Starting in 2026, taxpayers who do not itemize income tax deductions may claim an above-the-line charitable deduction of up to $1,000 for single filers and $2,000 for married couples filing jointly for cash gifts to qualifying nonprofits. This deduction reduces income before AGI is calculated, but it does not apply to non-cash gifts and does not apply to gifts to donor advised funds.

What can you do?

This is an opportunity to re-engage small and mid-level donors who previously received no tax benefit from annual giving. It's also an opportunity to recruit new donors, who typically start with modest levels of support. Consider messaging that highlights the new deduction in simple terms and encourages recurring cash gifts—particularly among younger households and donors early in their philanthropic journey. As always, remind donors and prospective donors to consult their tax advisors to determine how this new deduction might apply to them.

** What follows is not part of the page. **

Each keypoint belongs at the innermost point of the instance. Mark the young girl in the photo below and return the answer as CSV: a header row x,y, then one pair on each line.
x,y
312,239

Documentation rules remain strict

What's happening?

Gifts over $250 require written acknowledgment from your nonprofit. Non-cash gifts valued at $500 or more require IRS Form 8283, and gifts over $5,000 generally require a qualified appraisal. While these rules are not new, heightened IRS scrutiny makes compliance especially important.

What can you do?

Review your acknowledgment processes now to ensure receipts are timely, complete and compliant. You may also want to proactively educate donors about appraisal requirements for real estate or closely held business interests so that complex gifts do not stall late in the year due to missing documentation. Be sure you leave the legal and tax advice to donors’ advisors. Include language in every communication to the effect that donors should consult with a tax professional about how the rules apply in their unique circumstances.

QCDs are still amazing

What's happening?

For donors age 70 ½ or older, Qualified Charitable Distributions (QCDs) from Individual Retirement Accounts (IRAs) remain an especially efficient strategy. In 2026, the annual limit is $111,000 per taxpayer, and, if applicable, QCDs can satisfy required minimum distributions without increasing taxable income. Importantly, QCDs are not affected by the new itemized deduction floor or deduction caps, though they cannot be directed to donor advised funds.

What can you do?

Make sure your communications with older donors clearly reference QCDs as a tax-efficient giving option. A simple reminder in newsletters throughout the year, paired with instructions to contact their tax advisor and IRA administrator early, can significantly increase these IRA gifts and help ensure that donors start the process early enough to make it happen.

The charitable tax landscape in 2026 is more nuanced than in prior years. Donors are hearing new terminology from their CPAs and financial advisors, and your fundraising strategy should reflect that reality. The team at the Community Foundation will continue to keep you informed as we watch the trends. We are honored to work with you to strengthen charitable giving across our entire community.